Blind Hong Kong runner becomes first visually impaired person to complete Antarctic challenge
Gary Leung beats the odds and injury to place sixth overall in 100-kilometre South Pole race in bid to raise money for Samaritan Befrienders
A blind runner from Hong Kong has become the first visually impaired athlete to complete a special 100km race in the South Pole, overcoming an injury he suffered at the 40km mark.
Gary Leung Siu-wai, 49, and running partner Jennifer Cheung Sze-ying, 42, ran the event in a bid to raise funds for the Samaritan Befrienders Hong Kong following a wave of student suicides last year.
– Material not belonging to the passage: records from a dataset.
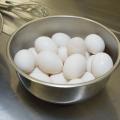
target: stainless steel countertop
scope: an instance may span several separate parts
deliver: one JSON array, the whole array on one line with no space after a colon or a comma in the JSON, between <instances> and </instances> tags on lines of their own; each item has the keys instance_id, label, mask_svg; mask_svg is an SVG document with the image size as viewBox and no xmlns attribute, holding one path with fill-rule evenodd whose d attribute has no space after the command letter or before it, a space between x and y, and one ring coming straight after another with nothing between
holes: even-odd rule
<instances>
[{"instance_id":1,"label":"stainless steel countertop","mask_svg":"<svg viewBox=\"0 0 120 120\"><path fill-rule=\"evenodd\" d=\"M120 38L119 0L41 0L49 15L97 20ZM0 35L0 120L120 120L120 67L97 96L74 105L55 105L32 96L19 82L6 56L9 36Z\"/></svg>"}]
</instances>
The pair withstood freezing temperatures to take on the epic challenge from January 21 to 22.
The event is part of the World Marathon Challenge 2017, which sees competitors attempt to run a total of 295km in seven marathons across seven continents in seven days.
They flew from Toronto to a heroes’ welcome at Hong Kong International Airport on Monday. They received flowers and cuddly toys while proudly displaying their trophy to waiting photographers.
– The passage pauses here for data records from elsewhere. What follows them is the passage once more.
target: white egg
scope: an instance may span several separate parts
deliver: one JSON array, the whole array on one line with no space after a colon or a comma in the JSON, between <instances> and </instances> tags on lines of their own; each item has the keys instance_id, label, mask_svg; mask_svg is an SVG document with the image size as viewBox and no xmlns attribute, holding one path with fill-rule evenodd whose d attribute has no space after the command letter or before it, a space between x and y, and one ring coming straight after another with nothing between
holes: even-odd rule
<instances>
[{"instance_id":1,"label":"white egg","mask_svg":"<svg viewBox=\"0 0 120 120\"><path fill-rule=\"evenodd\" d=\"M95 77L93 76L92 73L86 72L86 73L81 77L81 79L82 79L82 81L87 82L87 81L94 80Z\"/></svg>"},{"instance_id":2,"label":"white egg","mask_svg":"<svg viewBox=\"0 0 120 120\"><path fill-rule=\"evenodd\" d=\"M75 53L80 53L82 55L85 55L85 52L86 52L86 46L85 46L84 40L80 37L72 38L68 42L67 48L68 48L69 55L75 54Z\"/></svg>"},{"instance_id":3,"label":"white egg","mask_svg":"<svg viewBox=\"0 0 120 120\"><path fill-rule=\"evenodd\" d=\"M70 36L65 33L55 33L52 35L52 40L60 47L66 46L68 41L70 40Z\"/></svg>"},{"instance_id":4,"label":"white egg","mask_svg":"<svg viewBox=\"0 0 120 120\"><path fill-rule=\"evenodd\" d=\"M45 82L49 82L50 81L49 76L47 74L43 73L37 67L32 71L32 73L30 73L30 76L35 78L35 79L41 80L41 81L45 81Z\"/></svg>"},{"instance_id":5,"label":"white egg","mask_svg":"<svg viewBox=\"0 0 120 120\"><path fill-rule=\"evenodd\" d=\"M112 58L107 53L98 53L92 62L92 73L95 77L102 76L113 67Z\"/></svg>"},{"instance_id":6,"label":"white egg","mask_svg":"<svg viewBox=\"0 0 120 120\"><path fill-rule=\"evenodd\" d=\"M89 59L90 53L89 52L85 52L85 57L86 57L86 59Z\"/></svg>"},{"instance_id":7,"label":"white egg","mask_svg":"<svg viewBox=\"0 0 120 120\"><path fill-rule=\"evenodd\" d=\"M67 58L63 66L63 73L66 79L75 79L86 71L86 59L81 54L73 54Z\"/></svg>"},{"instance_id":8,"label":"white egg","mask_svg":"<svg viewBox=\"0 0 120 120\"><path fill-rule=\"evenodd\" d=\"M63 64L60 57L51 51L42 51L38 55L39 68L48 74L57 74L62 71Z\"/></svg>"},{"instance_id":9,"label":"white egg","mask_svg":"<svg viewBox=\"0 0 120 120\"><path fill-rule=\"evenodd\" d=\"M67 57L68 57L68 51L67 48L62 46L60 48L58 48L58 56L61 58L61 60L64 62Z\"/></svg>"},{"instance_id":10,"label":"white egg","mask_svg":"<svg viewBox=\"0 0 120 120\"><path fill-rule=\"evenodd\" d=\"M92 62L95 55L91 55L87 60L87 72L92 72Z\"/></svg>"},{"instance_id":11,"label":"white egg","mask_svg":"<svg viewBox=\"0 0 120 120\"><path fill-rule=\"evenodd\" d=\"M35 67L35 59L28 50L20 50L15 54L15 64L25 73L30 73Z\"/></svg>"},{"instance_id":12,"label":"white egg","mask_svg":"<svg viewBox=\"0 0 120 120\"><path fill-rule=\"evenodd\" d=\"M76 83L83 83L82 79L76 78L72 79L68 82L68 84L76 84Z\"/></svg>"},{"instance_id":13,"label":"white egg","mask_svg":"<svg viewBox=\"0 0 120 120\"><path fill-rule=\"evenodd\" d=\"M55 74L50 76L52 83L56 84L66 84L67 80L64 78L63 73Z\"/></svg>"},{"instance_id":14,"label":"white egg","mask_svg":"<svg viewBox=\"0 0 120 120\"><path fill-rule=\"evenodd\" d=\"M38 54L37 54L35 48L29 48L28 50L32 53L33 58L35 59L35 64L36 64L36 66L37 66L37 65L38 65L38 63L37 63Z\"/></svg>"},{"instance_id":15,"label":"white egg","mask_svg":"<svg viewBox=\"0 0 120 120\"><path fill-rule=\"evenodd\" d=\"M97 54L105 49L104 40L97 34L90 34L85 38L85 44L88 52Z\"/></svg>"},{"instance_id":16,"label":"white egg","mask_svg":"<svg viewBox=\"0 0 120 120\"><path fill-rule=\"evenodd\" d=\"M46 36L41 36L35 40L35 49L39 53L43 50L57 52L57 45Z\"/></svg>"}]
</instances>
Leung injured a ligament after 40km but was persuaded to carry on by Cheung, and the duo went on to complete the race, finishing sixth overall.
Their efforts have so far raised about HK$200,000 following sponsorship by major banks.
Speaking to reporters at the airport, Leung said conditions were windy but they avoided heavy snowfall, and it only became particularly tricky to navigate their route after the sunlight faded.
He said the race was difficult, to the point where he had considered withdrawing after suffering the injury.
“The target was not easy but there is always something you have to sacrifice,” he said. “You have to put in the effort to reach your goal. It was not just about the competition, it was about the love and support I got from my family, friends and especially Jennifer.”
Leung, who suffered a retina defect during childhood and lost his sight in 2009, said he hoped his achievement would demonstrate that “nothing is impossible for disabled or able-bodied people”.
“You can just try to do your best,” he said.
Cheung said some fellow explorers involved in another competition had offered them ginger tea at one of their rest points.
She said she had learned to be supportive of her partner, even through the toughest conditions.
“In those moments, the most important thing is to give courage to Gary,” she said. “It is important to break it up into short goals of 10km, step by step. I told him, ‘together we will get to the finish line’.”
Clarence Tsang, executive director of the Samaritan Befrienders Hong Kong, said he hoped the achievement would send a positive message to the local community.
“We think it would be good to encourage the people of Hong Kong with this,” he said. “It shows no matter what challenges they face, they can overcome them. I think Gary particularly is a good role model for the general public. And Jennifer too for helping others to achieve their dreams.
“It is not easy as a visually impaired runner to go to the South Pole and run in those conditions.
“They have been very kind to make use of this chance to raise funds for us.”